Fine print

This is my personal web site and does not represent the views of any of my past, present or future clients, employers, friends or acquaintances.  Where ever feasible I will attempt to  attribute credit where credit is due.  However I have been an avid reader since I was in kindergarten, and I have worked with literally hundreds of amazing people over the course of my career and I do not promise to remember the source of every idea that now comes into my mind. If you see something you think should be attributed to you or someone else, please drop me a line and where feasible I will attempt to correct any injustice done on this site.

In the area of Data Warehousing I would like to acknowledge Bill Inmon and Claudia Imhoff. On my first data warehouse engagement as a consultant for HP Consulting, “Building the Data Warehouse” by W.H. Inmon was my first introduction to the field.  Later as a consultant with Intelligent Solutions, Claudia and her associates provided invaluable training, mentoring and experience.

In the area of Oracle database performance my bible has been Guy Harrison’s “Oracle High-Performance Tuning” and later his “Oracle Performance Survival Guide”.  The knowledge transferred by Guy’s books has allowed me to routinely provide breakthrough performance improvements for my clients database environments.

In the area of Star Schema design I would like to acknowledge the works of Ralph Kimball and associates, especially their books; “The Data Warehouse Lifecycle Toolkit” and “The Data Warehouse ETL Toolkit”.

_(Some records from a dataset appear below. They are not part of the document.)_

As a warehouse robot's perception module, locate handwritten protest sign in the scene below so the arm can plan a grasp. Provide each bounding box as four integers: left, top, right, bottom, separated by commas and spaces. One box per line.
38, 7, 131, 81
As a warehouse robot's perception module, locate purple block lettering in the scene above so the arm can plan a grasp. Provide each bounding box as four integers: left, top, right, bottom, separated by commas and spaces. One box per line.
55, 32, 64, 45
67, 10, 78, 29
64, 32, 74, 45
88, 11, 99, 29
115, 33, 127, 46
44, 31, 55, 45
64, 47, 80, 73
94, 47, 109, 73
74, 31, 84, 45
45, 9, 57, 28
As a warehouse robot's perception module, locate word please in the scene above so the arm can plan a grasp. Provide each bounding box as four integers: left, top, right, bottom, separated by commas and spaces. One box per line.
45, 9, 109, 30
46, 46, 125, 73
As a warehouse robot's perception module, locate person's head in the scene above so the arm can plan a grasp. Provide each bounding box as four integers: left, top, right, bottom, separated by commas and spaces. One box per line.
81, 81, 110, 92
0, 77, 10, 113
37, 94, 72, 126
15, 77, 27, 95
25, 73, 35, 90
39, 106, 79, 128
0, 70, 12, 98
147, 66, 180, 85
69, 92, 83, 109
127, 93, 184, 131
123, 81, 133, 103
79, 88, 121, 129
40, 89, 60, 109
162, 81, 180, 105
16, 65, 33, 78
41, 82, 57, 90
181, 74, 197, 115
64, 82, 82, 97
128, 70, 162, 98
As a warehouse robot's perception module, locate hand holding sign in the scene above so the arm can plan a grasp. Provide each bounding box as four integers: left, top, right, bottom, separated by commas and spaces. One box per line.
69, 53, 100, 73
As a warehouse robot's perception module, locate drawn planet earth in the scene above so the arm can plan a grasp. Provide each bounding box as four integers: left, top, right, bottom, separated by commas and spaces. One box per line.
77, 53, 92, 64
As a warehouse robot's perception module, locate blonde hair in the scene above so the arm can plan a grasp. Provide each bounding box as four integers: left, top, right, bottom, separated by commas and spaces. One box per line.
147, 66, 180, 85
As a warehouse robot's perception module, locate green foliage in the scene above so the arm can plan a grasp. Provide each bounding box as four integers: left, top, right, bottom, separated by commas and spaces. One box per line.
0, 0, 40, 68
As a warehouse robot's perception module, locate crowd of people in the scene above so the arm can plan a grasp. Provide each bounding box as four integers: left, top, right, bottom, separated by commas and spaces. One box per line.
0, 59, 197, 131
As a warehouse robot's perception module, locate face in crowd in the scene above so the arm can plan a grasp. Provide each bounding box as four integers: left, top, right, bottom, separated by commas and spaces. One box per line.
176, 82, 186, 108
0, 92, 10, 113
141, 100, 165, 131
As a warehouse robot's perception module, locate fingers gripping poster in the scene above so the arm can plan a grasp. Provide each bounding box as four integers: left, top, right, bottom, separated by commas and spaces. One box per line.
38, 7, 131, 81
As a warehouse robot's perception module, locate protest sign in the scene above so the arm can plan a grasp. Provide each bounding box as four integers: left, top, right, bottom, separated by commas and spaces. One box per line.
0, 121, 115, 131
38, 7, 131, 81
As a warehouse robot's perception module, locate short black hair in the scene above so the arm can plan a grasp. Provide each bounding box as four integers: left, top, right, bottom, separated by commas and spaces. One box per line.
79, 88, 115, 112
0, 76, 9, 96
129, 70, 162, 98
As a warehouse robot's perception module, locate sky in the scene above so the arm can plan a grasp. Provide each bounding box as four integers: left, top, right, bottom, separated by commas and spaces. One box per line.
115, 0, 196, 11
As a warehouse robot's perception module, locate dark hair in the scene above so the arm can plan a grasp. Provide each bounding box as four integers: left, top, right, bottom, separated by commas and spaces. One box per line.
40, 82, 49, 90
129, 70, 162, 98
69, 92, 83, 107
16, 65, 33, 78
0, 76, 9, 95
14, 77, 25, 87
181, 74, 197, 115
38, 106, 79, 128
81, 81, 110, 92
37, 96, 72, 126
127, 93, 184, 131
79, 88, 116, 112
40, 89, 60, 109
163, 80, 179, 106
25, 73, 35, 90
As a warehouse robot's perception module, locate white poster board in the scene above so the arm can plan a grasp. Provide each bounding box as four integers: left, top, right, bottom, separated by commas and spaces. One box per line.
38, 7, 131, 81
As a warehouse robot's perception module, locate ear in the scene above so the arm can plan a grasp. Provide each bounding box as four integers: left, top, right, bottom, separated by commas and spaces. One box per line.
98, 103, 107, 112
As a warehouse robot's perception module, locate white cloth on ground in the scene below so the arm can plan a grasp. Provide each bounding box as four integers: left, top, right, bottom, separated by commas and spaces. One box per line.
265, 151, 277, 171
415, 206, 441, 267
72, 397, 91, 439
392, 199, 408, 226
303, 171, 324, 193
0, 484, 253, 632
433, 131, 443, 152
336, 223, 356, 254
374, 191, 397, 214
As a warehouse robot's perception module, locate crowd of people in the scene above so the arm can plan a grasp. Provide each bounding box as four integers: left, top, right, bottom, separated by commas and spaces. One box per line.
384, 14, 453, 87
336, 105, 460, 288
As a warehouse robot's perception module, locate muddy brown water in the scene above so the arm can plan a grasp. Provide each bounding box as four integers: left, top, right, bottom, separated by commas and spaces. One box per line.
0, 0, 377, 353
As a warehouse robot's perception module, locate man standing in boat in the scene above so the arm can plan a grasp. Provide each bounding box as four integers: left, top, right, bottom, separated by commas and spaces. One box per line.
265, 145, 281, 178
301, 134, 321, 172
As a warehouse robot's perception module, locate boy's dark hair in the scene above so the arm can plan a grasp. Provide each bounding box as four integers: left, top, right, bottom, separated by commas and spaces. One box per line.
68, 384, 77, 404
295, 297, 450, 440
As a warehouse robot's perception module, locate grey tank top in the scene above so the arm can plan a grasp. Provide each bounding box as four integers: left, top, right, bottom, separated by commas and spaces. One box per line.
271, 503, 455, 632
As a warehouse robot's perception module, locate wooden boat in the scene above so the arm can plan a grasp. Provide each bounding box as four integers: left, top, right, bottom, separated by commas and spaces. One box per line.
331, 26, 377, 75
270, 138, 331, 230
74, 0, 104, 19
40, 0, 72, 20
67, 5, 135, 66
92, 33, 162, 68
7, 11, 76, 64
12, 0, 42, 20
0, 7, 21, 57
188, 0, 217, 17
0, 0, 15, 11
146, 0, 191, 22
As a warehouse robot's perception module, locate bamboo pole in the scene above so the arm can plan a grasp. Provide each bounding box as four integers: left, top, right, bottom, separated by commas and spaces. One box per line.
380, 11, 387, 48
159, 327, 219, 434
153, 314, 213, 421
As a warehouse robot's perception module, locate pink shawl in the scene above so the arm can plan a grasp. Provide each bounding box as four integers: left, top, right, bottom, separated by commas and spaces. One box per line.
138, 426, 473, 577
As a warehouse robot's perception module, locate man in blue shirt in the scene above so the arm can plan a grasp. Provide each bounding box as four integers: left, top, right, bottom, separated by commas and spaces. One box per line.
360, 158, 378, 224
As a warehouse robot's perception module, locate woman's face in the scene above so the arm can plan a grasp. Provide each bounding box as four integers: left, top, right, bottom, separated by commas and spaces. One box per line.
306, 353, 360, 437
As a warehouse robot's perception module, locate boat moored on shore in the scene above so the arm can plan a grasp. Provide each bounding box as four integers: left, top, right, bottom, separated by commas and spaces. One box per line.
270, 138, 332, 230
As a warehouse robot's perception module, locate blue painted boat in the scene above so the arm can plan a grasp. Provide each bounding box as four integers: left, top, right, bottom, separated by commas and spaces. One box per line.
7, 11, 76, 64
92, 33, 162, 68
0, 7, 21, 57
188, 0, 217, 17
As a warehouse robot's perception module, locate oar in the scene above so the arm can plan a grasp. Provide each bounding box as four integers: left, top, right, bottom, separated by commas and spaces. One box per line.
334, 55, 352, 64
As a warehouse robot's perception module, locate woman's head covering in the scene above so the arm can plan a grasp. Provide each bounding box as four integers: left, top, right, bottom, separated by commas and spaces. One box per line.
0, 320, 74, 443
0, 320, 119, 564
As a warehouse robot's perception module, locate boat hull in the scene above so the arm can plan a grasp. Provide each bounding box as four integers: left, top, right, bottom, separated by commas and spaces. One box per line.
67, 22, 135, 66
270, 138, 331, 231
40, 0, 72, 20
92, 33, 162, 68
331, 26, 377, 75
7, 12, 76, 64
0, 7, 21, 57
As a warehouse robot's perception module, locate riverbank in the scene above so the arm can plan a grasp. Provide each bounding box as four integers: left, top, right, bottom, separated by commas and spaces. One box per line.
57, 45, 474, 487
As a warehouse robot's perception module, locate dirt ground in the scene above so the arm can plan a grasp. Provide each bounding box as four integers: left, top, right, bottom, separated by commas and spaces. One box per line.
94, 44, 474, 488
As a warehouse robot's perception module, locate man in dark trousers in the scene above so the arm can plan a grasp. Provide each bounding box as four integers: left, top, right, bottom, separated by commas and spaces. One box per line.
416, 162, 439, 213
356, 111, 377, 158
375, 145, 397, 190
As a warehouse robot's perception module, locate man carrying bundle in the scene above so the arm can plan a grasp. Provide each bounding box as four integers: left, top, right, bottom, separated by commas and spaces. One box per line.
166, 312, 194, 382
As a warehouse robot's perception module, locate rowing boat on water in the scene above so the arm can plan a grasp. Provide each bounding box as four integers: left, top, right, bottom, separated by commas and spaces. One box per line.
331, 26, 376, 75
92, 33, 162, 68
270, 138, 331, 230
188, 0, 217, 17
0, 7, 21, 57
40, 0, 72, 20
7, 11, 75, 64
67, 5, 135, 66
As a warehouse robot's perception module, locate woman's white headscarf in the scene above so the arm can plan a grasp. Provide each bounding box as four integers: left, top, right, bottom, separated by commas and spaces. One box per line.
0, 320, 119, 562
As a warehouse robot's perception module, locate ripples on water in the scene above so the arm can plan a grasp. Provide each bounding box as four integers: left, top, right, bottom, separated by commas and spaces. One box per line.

And I would be remiss if I did not acknowledge my first data modeling instructor, William G. Smith.  His class “Applied Data Modeling” which I took in 1992 changed the course of my career.  It was as if a light had been turned on in a dark room.  As an Electrical Engineering student I frequently designed and modeled electrical circuits with Computer Aided Design (CAD) tools.  Being able to draw a concise picture of the data I was working with as well as the relationships between those pieces of data was transformational, a quantum leap forward in my ability to understand, document, and then design or redesign systems that were intuitive to use, easy to load and ran quickly when queried.